[Frontiers in Bioscience E4, 2170-2182, January 1, 2012]

Immuno- inflammatory markers of bipolar disorder: a review of evidence

Nora Hamdani1,2,3,5, Ryad Tamouza4,5, Marion Leboyer1,2,3,5

1Universite Paris Est, Faculte de medecine, Creteil, 94000, France, 2AP-HP, Hopital H. Mondor, A. Chenevier, Pole de psychiatrie, Creteil, 94000, France, 3INSERM, U955, Equipe Psychiatrie Genetique, Creteil, 94000, France, 4INSERM, U940, Immunologie et Histocompatibilite, Hopital Saint-Louis, Paris 75010, France, 5Fondation FondaMental, Creteil, 94000, France


1. Abstract
2. Introduction
3. Immuno- inflammatory markers in bipolar disorder
3.1. Abnormalities of the innate and the adaptative system in bipolar disorder
3.2. C-reactive protein (crp) and bipolar disorder
3.3. Autoimmunity in bipolar disorder
3.4. The contribution of immunogenetics in bipolar disorder
4. The viral hypothesis
4.1. A winter/spring excess of birth in bipolar disorder
4.2. Viruses and bipolar disorder
5. The retroviral hypothesis: a new avenue of research?
6. Therapeutic implications
7. Perspectives
8. References


Bipolar is a severe psychiatric disorder which ethiopathogenesis remains unclear.

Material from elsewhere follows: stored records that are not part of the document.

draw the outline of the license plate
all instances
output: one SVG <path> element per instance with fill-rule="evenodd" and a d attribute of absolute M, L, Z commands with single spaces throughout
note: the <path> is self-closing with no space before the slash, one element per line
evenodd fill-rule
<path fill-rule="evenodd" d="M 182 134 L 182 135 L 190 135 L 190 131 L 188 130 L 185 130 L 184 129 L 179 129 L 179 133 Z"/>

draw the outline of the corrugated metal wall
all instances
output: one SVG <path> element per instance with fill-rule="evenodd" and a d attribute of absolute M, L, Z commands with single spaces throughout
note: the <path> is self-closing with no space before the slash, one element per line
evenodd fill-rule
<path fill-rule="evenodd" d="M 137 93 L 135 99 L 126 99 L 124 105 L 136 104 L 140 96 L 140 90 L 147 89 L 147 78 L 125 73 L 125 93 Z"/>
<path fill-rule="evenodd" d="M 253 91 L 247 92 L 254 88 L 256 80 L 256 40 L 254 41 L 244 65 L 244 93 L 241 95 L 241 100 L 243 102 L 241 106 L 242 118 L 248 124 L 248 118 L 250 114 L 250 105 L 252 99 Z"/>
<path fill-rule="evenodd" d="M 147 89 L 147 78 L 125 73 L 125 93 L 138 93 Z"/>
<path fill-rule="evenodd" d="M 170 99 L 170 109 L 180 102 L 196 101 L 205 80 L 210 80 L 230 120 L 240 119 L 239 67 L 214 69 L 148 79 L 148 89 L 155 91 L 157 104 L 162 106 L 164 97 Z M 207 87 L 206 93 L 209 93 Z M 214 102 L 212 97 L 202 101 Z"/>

Despite a clearly established heritability, genetic studies have failed to elucidate the underlying mechanism of bipolar disorder, most likely due to the contributing role of environmental factors in the genesis of the disease.. Environmental factors have been consistently described to induce immuno-inflammation dysfunction, which are also known to play a role in the pathogenesis of bipolar disorders as due to the combined actions of small effects in many different genes interacting with environmental factors). Several mechanisms might explain the pro-inflammatory processes observed in bipolar disorder. Emerging evidence support the pathophysiological role of Human Endogenous Retroviruses, which reactivation (normally silenced), can be induced by infectious agents during pregnancy, early childhood and/or adolescence. ,Neurotoxic effects and inflammatory state are induced, which might in turn and after a prodromal phase, trigger acute mood episodes,. The present paper reviews the role of the immuno-inflammatory processes as key contributors to the bipolar disorders pathophysiology , the evidence supporting immuno-genetic predisposition,background, and the the possible implications of retroviruses reactivation in the pathogenesis of bipolar disorder.